If you are shooting pictures with natural light, try for the best light you can. It is quite simple to find, and through a similar process, you can also find rainbows when the conditions are right.
Know where your brightest light source is (if shooting outdoorswith natural light, this will often be the sun.) Turn your back to it. Stick your hands out to either side, palms forward. Draw an imaginary line shooting out from your fingertips that stretches away to the far horizon. That humongous half circle in front of you will be your best light. Within that half circle you can try for several different lighting effects, keeping in mind the source of light.
Divide that half circle up onto four equal pieces- two on the right, and two on the left. The two sides are mirror images of each other (in regards to lighting), as long as the sun is directly at your back. The wedge closest to your hands on either side (B) is where you will have the most fun with shadows, where you can use them to help define shapes. This is the area that will work nicely with rolling hills, ripples in sand, casting a face half in shadow, creating curves on a body, etc. The middle two quarters (A) will be your more even light, with most of the surface being out of shadow, with rich tones.
What is wrong with the light in the other half of the circle, behind the palms of your hands?
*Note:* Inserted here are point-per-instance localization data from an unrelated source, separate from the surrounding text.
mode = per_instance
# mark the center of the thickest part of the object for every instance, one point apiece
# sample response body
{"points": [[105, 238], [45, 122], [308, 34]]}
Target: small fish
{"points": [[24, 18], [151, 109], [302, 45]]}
There isn’t necessarily anything wrong with it, it just won’t make your pictures stand out as well. The colors will be washed out, especially with landscapes that have any distance to them. Objects will also get more and more blocked up with shadows, the closer you rotate towards the sun. You will however have a chance to create silhouettes when you place your subject directly between you and your light source.
How do you put your back to the sun when it is directly overhead? You can’t. If you draw an imaginary line from the sun to your head, stretched your arms to the sides, and figured out where your light would be, it’s everything at your feet. Unfortunately everything is lit in such a way that either there are no shadows, because the sun is shining straight on it that you lose all depth and texture, or it becomes so blocked up with shadows and over exposure, that the pictures just won’t be very exciting. This is a large part of the reason why it is wise to use the morning and evening hours for photography. It’s not just warmer light, but better angles for lighting your subjects and using shadows.
Right about now, you are probably wondering what all of this has to do with the rainbows that the title propounded. Simple. If the conditions are right for rainbows (a mix of sun and rain), it is easy find the rainbow by putting your back to where the sun should be. If you draw an imaginary line from the sun, through your head, the rainbow will be in a circle 42 degrees out from that line. It can actually even be a complete circle if it is raining hard enough, and there are no shadows blocking the suns light. The way water diffracts light will always create the same angels from your place of perception relative to the source of light, placing the rainbow into that same relative space… Which just happens to be part of the area where you will find your best light for taking pictures. (If there is a double rainbow, it will appear at 51 degrees.)
It doesn’t matter if it is mist from a hose, rain from a cloud, spray from a waterfall, or dew drops in a spider’s web- it is always droplets of water catching and reflecting light, and water and light are very particular about how they interact. To find a rainbow, turn your back on the sun.
One fun thing about rainbows being an optical effect is that they always appear in the same place relative to you and the sun, so if you move… they move. You can drag them with you to improve the composition of your image (as long as you have enough time before it fades).